Sin embargo, el filósofo chileno Humberto Maturana – como lo mencionaba recientemente Juan Guaidó – defiende la incorporación a los derechos humanos del derecho a cambiar de opinión; del derecho a irse sin que nadie se ofenda, y del derecho a equivocarse. La argumentación de Maturana se basa en que si uno no tiene derecho a equivocarse, no tiene cómo corregir los errores porque no tiene modo alguno de verlos. “Si nos podemos equivocar, significa que podemos probar infinitamente en vez de quedarnos paralizados en un lugar tan “seguro” como inerte, dónde nunca se genera algo nuevo.

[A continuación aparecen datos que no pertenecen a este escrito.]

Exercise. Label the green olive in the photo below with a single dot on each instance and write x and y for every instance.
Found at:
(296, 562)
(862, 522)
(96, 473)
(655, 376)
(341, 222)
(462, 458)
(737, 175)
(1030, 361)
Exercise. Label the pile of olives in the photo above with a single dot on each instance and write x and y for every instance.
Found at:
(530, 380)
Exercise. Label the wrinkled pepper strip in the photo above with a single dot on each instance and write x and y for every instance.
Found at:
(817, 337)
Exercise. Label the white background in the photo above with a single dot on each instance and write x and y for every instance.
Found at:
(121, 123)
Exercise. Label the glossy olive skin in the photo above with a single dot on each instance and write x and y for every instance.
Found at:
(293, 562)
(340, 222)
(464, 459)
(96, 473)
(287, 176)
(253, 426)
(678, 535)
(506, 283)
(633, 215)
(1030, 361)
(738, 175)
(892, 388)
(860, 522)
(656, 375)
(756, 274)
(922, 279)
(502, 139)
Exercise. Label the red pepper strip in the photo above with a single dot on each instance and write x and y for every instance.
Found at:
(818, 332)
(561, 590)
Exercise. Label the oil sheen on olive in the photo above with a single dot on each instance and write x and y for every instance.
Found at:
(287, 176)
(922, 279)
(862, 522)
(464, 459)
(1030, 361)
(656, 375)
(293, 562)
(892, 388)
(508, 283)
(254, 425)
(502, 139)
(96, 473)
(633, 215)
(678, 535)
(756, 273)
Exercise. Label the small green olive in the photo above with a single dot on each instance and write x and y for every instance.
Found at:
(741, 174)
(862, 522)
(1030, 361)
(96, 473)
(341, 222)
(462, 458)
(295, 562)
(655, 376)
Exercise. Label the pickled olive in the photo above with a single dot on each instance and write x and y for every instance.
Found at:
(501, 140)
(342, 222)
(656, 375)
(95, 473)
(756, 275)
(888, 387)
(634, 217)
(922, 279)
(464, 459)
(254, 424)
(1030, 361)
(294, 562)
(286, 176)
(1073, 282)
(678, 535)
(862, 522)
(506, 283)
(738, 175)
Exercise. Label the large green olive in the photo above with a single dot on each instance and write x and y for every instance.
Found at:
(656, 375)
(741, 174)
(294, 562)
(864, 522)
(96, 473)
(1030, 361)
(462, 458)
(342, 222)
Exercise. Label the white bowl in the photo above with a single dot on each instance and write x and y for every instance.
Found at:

Sin equivocaciones, estaríamos condenados a una eterna repetición de lo mismo…”
Pero, para quien ha sido considerado el precursor de la ciencia política- el florentino Nicolás Maquiavelo- las decisiones políticas, para servir de algo, deben regirse por unos principios más implacables que los que son aceptables en la vida diaria, para luego apuntalar aquella sentencia certera: … “El principal error en política es confundir los deseos propios con la realidad”.
Un político que se precie de tal – y que sea considerado un verdadero político- debe evitar que le guie la pasión, y menos las sustentadas por el rencor, el odio, el resentimiento, la vanidad, el orgullo o la soberbia; no debe reaccionar sin reflexión, simplemente movido por el instinto ante las circunstancias que se le presenten. Se espera de él la serena reflexión y la segura objetividad que le permitan, luego de analizar las consecuencias que pudiesen presentarse de las decisiones que habrá de tomar. Que acepte la posibilidad de estar equivocado, que entienda que también los otros pueden equivocarse, pues como humanos, somos algo más que nuestros errores. Y sobre todo, tener siempre presente aquella máxima que nos advierte que quien mucho habla mucho yerra.
Hace muchos años lo advertía el filósofo argentino Mario Bunge que el error es tan común en política como en ciencia, pero la corrección del error es menos frecuente en política que en ciencia, porque al político común le interesa más el poder que la verdad.
Como nación, tenemos los venezolanos el pésimo hábito de meter en el baúl del olvido todos esos aspectos que nos empujaron al barranco donde hoy nos encontramos; malas costumbres las nuestras de obviar, eludir los errores cometidos, sin procesarlos y, por ende, sin aprender de ellos. Se dice que en política la percepción pública lo es todo. Hoy la percepción es que la oposición venezolana está dispersa y fracturada.
Sin embargo parece que se ha transformado en hábito del estamento político pretender hacer coincidir el silencio de la sociedad con sus errores, olvidando que la confianza dista mucho de tal cometido. Tal vez fue la intención pedagógica de Séneca al dejarnos este vigente proverbio: Errare humanum est, perseverare auten diabolicum (Errar es humano, perseverar -en el error- es diabólico).
La sociedad cuenta también con la facultad de tomar la determinación sobre asuntos pertinentes a la política. Se pronuncia en libertad cuando elige a sus líderes. Y frecuentemente se equivoca. Sobre grandes errores se ha soportado el proceso histórico de nuestra democracia, no por el hecho de votar, sino porque se hace creer que las mayorías no pueden equivocarse. ¿Cuántas veces no he escuchado aquello de Vox Populi, Vox Dei? No podemos inferir de esta realidad que tiene el derecho de equivocarse, porque ello de alguna manera implicaría asignar legitimidad a la equivocación. No. Debe procurar no cometer errores. Y cuando los comete, debe empeñarse en enmendarlos; tal como dice el saber popular, equivocarse tiene algo muy positivo: la oportunidad de rectificar. Una vez más se nos presentan oportunidades para rectificar los muchos errores del pasado, equivocaciones y desaciertos que por cierto, no son exclusivos del estamento político.